I want to be an optimist

Being a software engineer involves a lot of pessimism: a lot of thought in the software engineering process revolves around things that might go wrong, that are going wrong, that have gone wrong, or that went wrong.

Over time, professional pessimism has been bleeding over into my personal life, and many times I tend to think more of things that could go wrong than about things that are going right.

There are times, though, when I want to be an optimist against the odds, and that even applies to the world of mobile gadgets.

I want phonebloks to succeed.



This is a great idea on paper. I hope that they can manage a level of integration that makes the size, weight, price and shape competitive with integrated solutions. I hope that going through a common backplane doesn't hurt battery life or system speed. I hope that hardware drivers can be made portable enough. I hope they can resolve the issues of antenna performance on a variable-geometry device, especially for big coils like NFC or Qi. I hope that carriers will be willing to provide end-user support for those devices.

I want Firefox OS to succeed.



This is another great idea on paper. I hope they can succeed in that direction where many other companies have failed. Looking at the ZTE Open, I hope that they can provide a user experience on that class of hardware that rivals what other systems offer on devices that cost nearly ten times as much. I hope they can transparently handle the high packet losses and connection drops that make the reality of mobile devices.

I want network interoperability to be a reality.

2G GSM interoperability was a mess. It took a while for phone to be available with all 4 common bands, and that didn't stay relevant for long as UMTS was getting deployed.

UMTS was a bigger mess, and it took 5 bands to cover the US and Europe (and most of the world with the notable exception of Japan).
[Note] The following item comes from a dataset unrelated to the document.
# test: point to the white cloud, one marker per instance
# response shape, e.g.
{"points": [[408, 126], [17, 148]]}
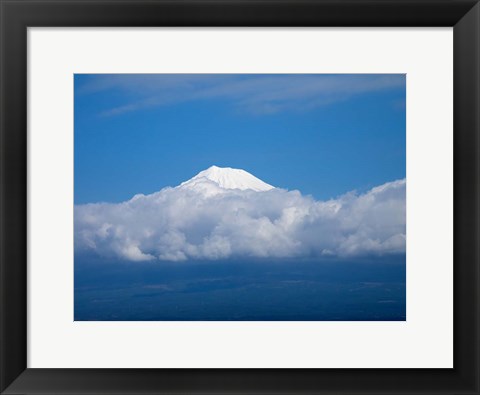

Now that we have phones that cover all 5 bands (e.g. Galaxy Nexus, Nexus 4), LTE is getting deployed.

LTE is an even bigger mess. It takes 5 bands just to cover the common US and European GSM carriers alone, and before you know it the list grows to over a dozen without digging much. Nexus 7 manages to support 4 bands in GSM, 5 bands in UMTS and 7 bands in LTE (and the LTE bands aren't the same in all variants). Other devices don't seem to be so lucky and have fewer connectivity options.

I hope that we can quickly reach a point where LTE devices can cover a dozen different bands or more, so that they can be used while traveling.